Granta
$69.95
Review: Richard Thomson*
When he was 9 years old, Albert Smith was given a book called The Peasants of Chamouni, which included a graphic description of the European Alps' first horrific mountaineering disaster. He was hooked.
Well before the end of Killing Dragons, a colourful history of the exploration of the high Alps of Europe, you suspect Fergus Fleming experienced a similar epiphany.
An archetypal Victorian showman and entrepreneur, Smith toured England in the 1840s with a collection of lamp-lit scenes of Mont Blanc, giving a grand lecture about the Alps that included titbits such as "I believe they show you, somewhere on the glacier, an entire boys' school from Geneva, shut up in the ice like strawberries in a mould of jelly."
In 1851 he climbed Mont Blanc. Among his provisions were 91 bottles of wine, three of cognac and two of champagne (all 19th-century mountaineers apparently popped a bottle or two on the summit), six legs of mutton and 46 chickens.
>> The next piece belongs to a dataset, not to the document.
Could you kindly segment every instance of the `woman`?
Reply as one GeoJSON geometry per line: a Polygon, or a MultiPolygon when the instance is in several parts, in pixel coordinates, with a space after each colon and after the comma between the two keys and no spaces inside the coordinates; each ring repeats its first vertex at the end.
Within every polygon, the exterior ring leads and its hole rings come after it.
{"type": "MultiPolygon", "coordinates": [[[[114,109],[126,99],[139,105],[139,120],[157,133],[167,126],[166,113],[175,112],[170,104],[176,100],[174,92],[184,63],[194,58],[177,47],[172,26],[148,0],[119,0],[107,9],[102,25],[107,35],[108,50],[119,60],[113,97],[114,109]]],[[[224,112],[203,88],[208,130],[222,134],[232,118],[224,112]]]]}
Smith milked the experience to create a new show that included St Bernard dogs, Alpine milkmaids and unabashed exaggeration. He performed for Queen Victoria and escorted the Prince of Wales to the Alps. His enthusiasm for the Alps spawned a Mont Blanc board game, a Mont Blanc quadrille, and ice skating at a "glaciarium" surrounded by Alpine scenes.
Compared with most of the climbers of the golden age of mountaineering, Smith was pleasantly well-adjusted and focused on enjoying himself.
Perhaps that is reflected in the fact that he was a populariser rather than an explorer.
Fleming generalises his Alpine explorers: "Always fixated and sometimes peculiar, they shared a background of illness and phobia: sickly childhoods were ubiquitous; insomnia and indigestion were common; one man was afraid of heights, another of garlic. And yes, a lot of them were British."
This book is filled with oddballs, such as grumpy old Edward Whymper, survivor of the Matterhorn disaster of 1857.
Killing Dragons is history as ripping yarns. Faced with a subject as faintly ludicrous as mountain climbing, it's an admirable approach.
Fleming is more interested in finding a good story and telling it with wit and style than in writing an exhaustive history (though there is a comprehensive bibliography and index), but his sense of historical context is sound, his personal assessments astute.
Take the book on its own terms, and it will be difficult not to enjoy it.
* Richard Thomson is a journalist and former editor of New Zealand Climber magazine.